Republicans not satisfied with Planned Parenthood policy change

Planned Parenthood’s decision to halt payments for fetal tissue won’t lighten the political pressure it’s under, Republicans said Tuesday.

Planned Parenthood’s announcement that it will now ban clinics from accepting any financial compensation for the tissue earned little praise from Republicans, who have been hounding the women’s health and abortion provider ever since the release of undercover videos exposing the practice.

“I’m glad to see Planned Parenthood is finally recognizing the need to end this disgusting practice. It’s about time,” said Marsha Blackburn, R-Tenn., vice chairwoman of the Energy and Commerce Committee, one of three House panels investigating the group.

“However, there are still many questions yet to be answered surrounding Planned Parenthood’s business practices and relationships with the procurement organizations,” she added.

David Daleiden, maker of the undercover videos, went further, insisting that Planned Parenthood’s policy shift is “an admission of guilt” and called it a “stunt.”

“This only raises more serious questions about what Planned Parenthood leadership has been allowing its clinics to do with money and baby parts, and intensifies the need for Congress to pursue full auditing and oversight of Planned Parenthood’s unaccountable criminal enterprise of baby parts trafficking,” said Daleiden, who spent nearly three years obtaining and editing the footage of top Planned Parenthood officials.

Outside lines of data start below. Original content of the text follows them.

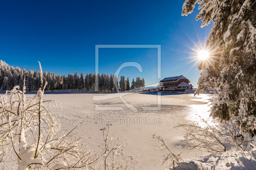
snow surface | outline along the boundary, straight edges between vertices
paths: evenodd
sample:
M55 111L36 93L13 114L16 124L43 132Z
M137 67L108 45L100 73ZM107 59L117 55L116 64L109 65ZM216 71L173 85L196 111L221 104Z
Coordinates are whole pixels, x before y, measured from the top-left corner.
M194 160L181 162L174 169L255 170L256 169L256 152L254 152L254 154L252 155L246 152L230 151L211 154Z
M135 93L123 96L124 99L129 104L132 104L138 109L135 113L127 108L119 98L100 101L92 100L94 95L105 95L109 93L103 92L66 92L63 93L58 91L56 92L45 92L44 99L58 100L63 107L59 108L50 106L50 109L59 119L61 123L61 129L64 132L71 128L81 120L85 121L77 131L83 132L87 135L88 149L96 151L102 151L103 146L102 132L100 130L102 125L95 123L95 117L99 116L101 112L103 117L146 118L149 120L156 118L160 119L160 124L115 124L110 126L109 136L115 139L117 144L121 145L122 151L125 158L134 164L136 159L135 169L164 170L165 165L161 166L161 157L166 153L165 151L156 149L158 143L153 142L149 136L156 133L163 137L172 152L175 153L183 153L182 158L184 160L196 158L196 156L203 156L207 153L199 153L194 150L182 149L181 146L188 145L183 138L182 129L176 130L172 127L177 123L189 123L196 121L197 118L195 113L208 117L209 109L205 102L194 100L202 100L207 98L208 95L203 94L195 97L193 92L187 93L162 93L161 110L143 110L142 107L157 106L157 93ZM61 92L61 91L60 91ZM31 97L34 92L27 92L26 96ZM95 110L95 105L99 107L121 107L124 110L101 111ZM104 126L107 127L106 125Z
M44 99L54 100L61 103L62 110L51 106L50 109L59 119L62 126L60 131L64 133L80 120L85 119L81 127L76 130L86 134L88 138L87 143L88 149L93 149L95 152L102 151L105 147L102 132L100 130L102 125L95 123L95 116L99 116L100 113L102 117L105 118L107 114L109 118L123 118L125 116L126 118L134 118L139 116L146 118L148 116L149 121L155 118L161 120L162 122L160 124L142 123L129 124L128 126L124 124L112 123L110 126L109 136L115 139L116 144L122 145L123 155L131 161L130 164L134 164L136 160L135 169L166 169L165 165L161 166L160 160L161 157L166 152L157 149L159 144L153 142L149 137L154 133L163 138L172 152L182 153L181 158L185 162L180 163L180 169L230 169L236 166L237 169L247 169L247 167L252 167L249 166L250 163L252 165L255 164L254 157L247 155L247 154L243 152L236 152L237 156L235 156L235 152L229 152L209 155L209 153L182 149L188 144L183 137L183 130L182 129L173 129L172 127L177 125L177 123L189 123L198 122L196 114L204 119L211 120L209 117L210 112L207 111L210 108L205 102L209 97L208 94L195 97L193 90L174 93L162 93L161 110L148 111L143 110L141 107L156 107L157 93L137 92L124 96L124 99L128 103L137 108L138 112L135 113L127 108L119 98L99 101L92 100L95 95L105 95L110 93L63 91L46 92L44 94ZM26 93L27 97L31 97L36 93ZM124 110L95 110L95 104L99 105L99 107L121 107ZM103 126L107 127L105 124ZM230 158L227 157L229 156ZM206 156L201 157L204 156ZM192 159L197 158L199 158L195 160ZM228 162L230 166L225 166L227 162ZM248 165L246 165L246 164ZM193 165L195 165L193 166ZM196 169L195 166L199 167Z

Republican leaders of two other committees investigating Planned Parenthood also dug into their commitments to keep looking into the group. House Oversight Chairman Jason Chaffetz, R-Utah, called Planned Parenthood’s new ban on compensation a “good, tangible result” of the House investigations, but doesn’t prove the group should still get federal dollars.

House Judiciary Chairman Bob Goodlatte, R-Va., said the announcement doesn’t “excuse” Planned Parenthood for providing aborted fetal tissue for medical research. Fetal tissue research is legal, but Republicans charge the videos raise questions about whether Planned Parenthood performed illegal abortions in order to keep certain organs intact.

“[Planned Parenthood] has not stated its commitment to end its horrific practice of harvesting fetal tissue,” Goodlatte said.

Planned Parenthood says the handful of its clinics that provide fetal tissue for medical research have complied with federal law allowing compensation for overhead costs but not profit. President Cecile Richards said Tuesday that banning all compensation wasn’t an acknowledgement of guilt, but rather an effort to invalidate the congressional probes.

The decision is “to completely debunk the disingenuous argument that our opponents have been using — and to reveal the true political purpose of these attacks,” Richards wrote in a letter to the National Institutes of Health.

Republicans have already held four congressional hearings on Planned Parenthood, although they’ve largely been focused more on the issue of abortion itself. They’ve not produced evidence that Planned Parenthood has broken any laws, but say the videos raise many questions.

The videos have prompted Republicans’ most coordinated effort yet against Planned Parenthood, which they deeply oppose for being the country’s largest abortion provider. Last week, Congress created a new panel within Energy and Commerce exclusively charged with investigating the group.